Chill, et al. v. Calamos Advisors LLC

Analysis Group was retained on behalf of Calamos Advisors (Calamos), the defendant in a mutual fund fee litigation. In this matter, shareholders in the Calamos Growth Fund alleged that Calamos received excessive investment advisory fees from the fund that violated of Section 36(b) of the Investment Company Act of 1940. Among other things, the plaintiffs alleged that these advisory fees bore no relationship to the services that Calamos provided to the fund, and that the fees were outside of the range that could have resulted from an arm’s-length bargaining.

An Analysis Group team led by Managing Principals Michael Beauregard and D. Lee Heavner – and including Principals Marnie Moore and Rebeccah Filsoof, Vice Presidents Hristina Bojadzieva Bartlett and Sumon Mazumdar, and Senior Advisor James Rosberg – supported five academic and industry affiliates, all of whom filed expert reports, testified at deposition and trial, and critiqued the submissions of the plaintiffs’ experts.

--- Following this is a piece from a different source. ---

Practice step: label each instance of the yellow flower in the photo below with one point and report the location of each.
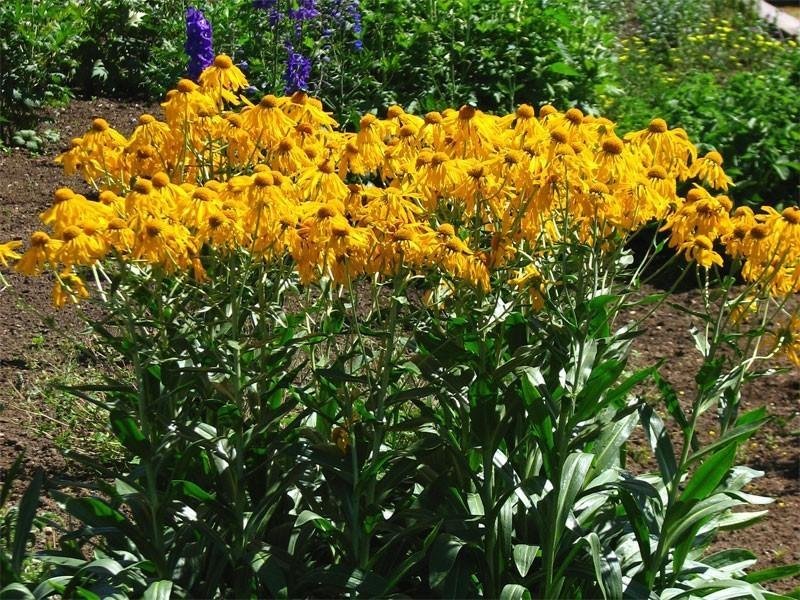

  • Kevin Cronin opined on the evolution of fund management in the investment management industry, and on whether Calamos’s investments and reorganization efforts involving its portfolio management team and investment management processes were reasonable and appropriate ways to improve the quality of services provided to the Calamos Growth Fund and its shareholders.
  • Professor Glenn Hubbard assessed the fees paid by the Calamos Growth Fund to Calamos from an economic and a comparative perspective. He testified on several topics, including competition in the mutual fund industry, the economics of bundled products, economies of scale in mutual funds, and indicia of the nature and quality of the services Calamos provided to the Growth Fund. Professor Hubbard also opined that the fees Calamos received for providing services to separately managed account and sub-advisory clients are not apt comparators for evaluating the Growth Fund’s fees.
  • Professor Arthur Laby opined on the reasonableness of the process that the Calamos Growth Fund’s directors utilized in evaluating and approving the agreements between the fund and Calamos. This work included evaluating the quality of the information provided to the fund’s directors.
  • Professor John Lacey opined on the reasonableness of Calamos’s methods for allocating shared costs across the various product offerings and the resulting calculations of fund-level profitability. He also opined on whether the cost allocation methods and profitability measures used by Calamos were consistent with managerial accounting principles.
  • David Richardson opined on the services Calamos provided to mutual funds and sub-advisory and institutional clients, and whether the nature of those services and the associated fees were consistent with industry practice.

After a two-week bench trial, Judge Edgardo Ramos of the US District Court for the Southern District of New York dismissed the plaintiffs’ claim in its entirety, holding that they had “failed to prove that Calamos breached its fiduciary duty under Section 36(b).”